The meetings were attended by leading industrialists and their representatives, with some participating virtually.

Speaking on the occasion, the minister for Large and Medium Industries said Karnataka is at the forefront of the country’s aerospace and defence sectors.

He noted that Suzuki and Toyota plan to launch aerial taxi services in Japan by 2028, with Bengaluru-based Sasmos supplying electrical equipment for the project.

Industrialists suggested introducing similar “fly-taxi” services in Karnataka through an appropriate policy, which Patil said would be examined seriously.

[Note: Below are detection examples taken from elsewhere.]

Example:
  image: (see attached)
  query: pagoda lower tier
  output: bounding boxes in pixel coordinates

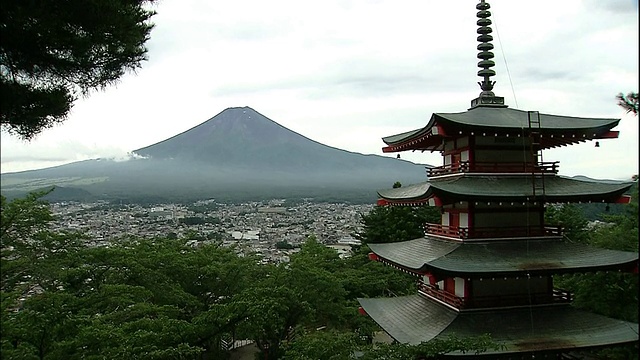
[378,174,633,206]
[358,294,638,359]
[369,236,638,278]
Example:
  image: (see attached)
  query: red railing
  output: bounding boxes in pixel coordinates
[424,223,562,239]
[427,161,559,177]
[418,281,465,309]
[418,281,573,309]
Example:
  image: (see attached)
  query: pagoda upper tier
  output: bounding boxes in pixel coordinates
[382,106,620,153]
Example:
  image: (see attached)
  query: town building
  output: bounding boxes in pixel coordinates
[359,0,638,359]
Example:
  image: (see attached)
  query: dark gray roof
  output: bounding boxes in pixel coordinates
[433,107,620,130]
[369,237,638,277]
[358,295,638,354]
[378,174,633,202]
[382,107,620,145]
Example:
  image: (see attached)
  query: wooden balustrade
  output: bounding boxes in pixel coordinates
[427,161,559,177]
[418,281,573,309]
[424,223,562,239]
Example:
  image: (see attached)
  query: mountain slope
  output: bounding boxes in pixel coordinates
[2,107,425,199]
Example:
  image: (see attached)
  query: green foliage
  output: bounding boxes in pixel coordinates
[282,330,360,360]
[0,0,154,139]
[356,206,440,244]
[544,204,589,243]
[555,187,639,336]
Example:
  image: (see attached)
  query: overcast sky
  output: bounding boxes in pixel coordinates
[1,0,639,179]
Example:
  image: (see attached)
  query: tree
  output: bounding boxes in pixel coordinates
[0,0,154,140]
[356,206,440,244]
[616,92,638,116]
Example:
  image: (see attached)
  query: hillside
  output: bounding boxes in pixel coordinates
[1,107,425,201]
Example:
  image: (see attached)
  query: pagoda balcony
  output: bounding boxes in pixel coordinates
[427,161,559,177]
[418,281,573,309]
[424,223,563,239]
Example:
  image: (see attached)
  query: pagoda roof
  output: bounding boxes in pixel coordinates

The minister highlighted the need to establish testing centres and Common Facility Centres for the aerospace and defence industries and assured that these facilities would be provided.

Suggestions were also made to prepare a comprehensive roadmap for sector growth.

Karnataka has urged the Central Government to approve Defence Corridor projects in the Bengaluru North–Kolar–Chikkaballapur and Dharawada–Vijayapura–Belagavi regions.

Industrialists also suggested a corridor between Bengaluru and Mysuru, Patil said.

He said Karnataka aims to become a hub for defence electronics manufacturing, with plans to establish a 200-acre Defence Electronics Park and a 100-acre Avionics and Sensor Park.

These projects will be implemented once the Special Investment Region is operational, and land availability will not be an issue.

On the machine tools sector, Patil said the industry has recorded an annual turnover of Rs 36,500 crore and is witnessing steady growth.

Large-scale exhibitions have increased demand, and the state must strengthen its capabilities to develop control systems for heavy machinery. One testing unit is already operational in Bengaluru, with another planned for Tumakuru. Expansion of vocational training institutes in industrial areas is also underway.

In the Auto and EV sector, Vision Group members highlighted the need for a network of dry ports and more EV charging stations across the state.

Patil noted that the Tata Group is manufacturing EV buses in Dharawada for nationwide supply. Plans for mini excavator production and export facilitation were also discussed, along with the establishment of a testing facility for two-wheeler EVs.

For the Green Energy sector, the group emphasised the need for a suitable policy on battery-based energy storage and the establishment of data centres.

Patil assured that the government will seriously consider all suggestions and respond positively.